A imprudência no armazenamento dos produtos químicos pode ter favorecido o incêndio no terminal da Localfrio. Segundo especialista, o ácido de dicloroisocianurato de sódio – principal composto químico acondicionado nas caixas metálicas atingidas pelas chamas – requer cuidados com relação à infiltrações. Nessas condições, quanto menor a quantidade de água em contato com o produto, maior o risco de explosão.  

“A entrada de água deve ser prevista pelos responsáveis técnicos para que as providências de segurança sejam tomadas. A reação do ácido com água é exotérmica, isto é, libera calor. Essa liberação de calor é perigosa para alguns ácidos dependendo da natureza do composto. Existe uma regra de segurança laboratorial baseada na reação da água com o ácido”, afirmou Caio Faiad, Químico Ambiental e professor da Universidade Metropolitana de Santos (Unimes).

Segundo o especialista, no laboratório, quando o ácido é adicionado na água, a energia liberada é dissipada na grande quantidade de água. No entanto, quando a água é adicionada no ácido, a energia liberada é incontrolável e pode haver explosão mesmo em pequena escala.

“Pensando no local do acidente, dentro do contêiner havia muito ácido, a quantidade de água que entrou no local em relação a quantidade de ácido era pequena, então a energia foi se acumulando e pode ter ocasionado a explosão”, explicou. 

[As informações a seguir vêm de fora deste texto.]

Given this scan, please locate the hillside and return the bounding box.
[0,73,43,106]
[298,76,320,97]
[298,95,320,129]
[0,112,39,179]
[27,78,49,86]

O professor destacou que o desafio daqui para frente será analisar os danos dos produtos liberados no incêndio. “O dicloroisocianurato de sódio possui cloro e os produtos da combustão que tiverem esse elemento químico causa problemas nas vias respiratórias. Por ter nitrogênio na composição, durante o incêndio pode ter gerado óxidos de nitrogênios que são causadores de chuva ácida. A acidez da chuva impacta todo ecossistema causando mortes de animais”.

Segundo a Cetesb, havia no local 85 contêineres, dos quais 90% com o ácido dicloroisocianurato de sódio, usado principalmente na desinfecção de piscinas. O restante, segundo o órgão, era peróxido orgânico e nitrato de potássio.